I'm thinking that a sensible heuristic to handle this would be for the remapper to consider what the current module maps to, compared to the target import, and if they have the same base then remapping could be considered unnecessary.

For example, in module /lib/other/sub/thing.ts, we have import from ../foo.ts, so the remap can see that the module could map to $lib/other/sub/thing.ts and the import to $lib/other/foo.ts, so the base of the import ($lib/other/) matches that of the module, so don't suggest to remap.

Whereas, in module lib/something/mod.ts, we import from ../other/foo.ts, where module maps to $lib/something/mod.ts and the import maps to $lib/other/foo.ts, the base doesn't match, so it suggests the remapping.

I'm not sure if such a behaviour would suit all projects, and so should probably be opt-in initially. It may also not be desirable in test cases either, where you may want to always remap, even within the same package.

stale[bot] commented 2 years ago

This issue has been automatically marked as stale because it has not had recent activity. It will be closed in 7 days if no further activity occurs. Thank you for your contributions.

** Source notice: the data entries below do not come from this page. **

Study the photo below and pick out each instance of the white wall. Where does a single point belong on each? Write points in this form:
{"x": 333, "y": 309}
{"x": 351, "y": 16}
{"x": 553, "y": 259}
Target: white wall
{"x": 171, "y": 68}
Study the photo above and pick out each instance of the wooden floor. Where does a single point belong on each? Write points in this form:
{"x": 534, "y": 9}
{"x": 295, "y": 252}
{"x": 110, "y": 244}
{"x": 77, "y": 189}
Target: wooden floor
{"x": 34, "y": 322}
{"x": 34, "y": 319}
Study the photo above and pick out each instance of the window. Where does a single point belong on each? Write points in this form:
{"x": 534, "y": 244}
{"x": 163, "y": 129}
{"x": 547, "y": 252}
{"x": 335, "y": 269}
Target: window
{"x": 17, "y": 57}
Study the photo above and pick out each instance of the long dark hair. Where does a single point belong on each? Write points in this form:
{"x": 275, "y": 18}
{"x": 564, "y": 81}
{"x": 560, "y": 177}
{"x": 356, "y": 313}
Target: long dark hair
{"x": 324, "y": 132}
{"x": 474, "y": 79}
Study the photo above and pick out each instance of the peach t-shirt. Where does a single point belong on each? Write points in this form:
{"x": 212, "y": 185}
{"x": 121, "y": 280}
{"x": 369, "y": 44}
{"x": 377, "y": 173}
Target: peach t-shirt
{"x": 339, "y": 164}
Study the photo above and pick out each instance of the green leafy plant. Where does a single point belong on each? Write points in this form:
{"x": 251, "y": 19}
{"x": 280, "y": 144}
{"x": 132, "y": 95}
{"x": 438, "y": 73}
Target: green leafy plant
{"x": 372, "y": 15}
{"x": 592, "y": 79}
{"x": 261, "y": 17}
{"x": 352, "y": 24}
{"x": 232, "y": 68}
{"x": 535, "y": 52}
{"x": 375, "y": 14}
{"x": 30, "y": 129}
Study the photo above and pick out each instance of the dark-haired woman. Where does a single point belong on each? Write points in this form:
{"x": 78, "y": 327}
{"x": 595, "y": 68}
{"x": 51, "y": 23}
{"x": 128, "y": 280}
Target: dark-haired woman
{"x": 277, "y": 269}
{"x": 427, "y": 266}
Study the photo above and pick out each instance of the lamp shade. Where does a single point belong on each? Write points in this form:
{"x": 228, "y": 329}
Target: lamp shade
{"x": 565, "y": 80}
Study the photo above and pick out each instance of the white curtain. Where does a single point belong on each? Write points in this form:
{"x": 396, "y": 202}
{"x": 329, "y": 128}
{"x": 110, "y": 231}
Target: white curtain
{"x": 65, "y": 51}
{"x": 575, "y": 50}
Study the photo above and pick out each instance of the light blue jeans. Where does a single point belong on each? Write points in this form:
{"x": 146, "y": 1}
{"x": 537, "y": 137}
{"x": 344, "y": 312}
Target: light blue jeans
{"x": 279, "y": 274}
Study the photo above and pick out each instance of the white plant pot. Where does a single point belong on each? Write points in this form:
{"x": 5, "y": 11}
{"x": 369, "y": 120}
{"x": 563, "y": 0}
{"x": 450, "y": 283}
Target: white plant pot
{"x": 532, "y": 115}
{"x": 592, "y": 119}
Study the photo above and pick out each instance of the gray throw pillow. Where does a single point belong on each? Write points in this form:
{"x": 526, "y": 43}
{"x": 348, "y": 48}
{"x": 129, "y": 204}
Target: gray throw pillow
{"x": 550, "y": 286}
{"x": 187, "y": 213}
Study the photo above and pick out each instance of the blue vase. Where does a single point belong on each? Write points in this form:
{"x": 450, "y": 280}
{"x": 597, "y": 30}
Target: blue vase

sant123 commented 1 year ago

I'm curious if there is any progress on this? I'm following this blog steps and stopped in this part:

Note: you can add "/": "./", "@/": "./" to your import_map.json so that you can import from posts.ts with a path relative to root:

sant123 commented 1 year ago

https://user-images.githubusercontent.com/7959437/222334779-2bb6ef86-5232-4edc-ae57-829c5f44d09c.mp4

JetLua commented 1 year ago

Is there any new progress on this issue?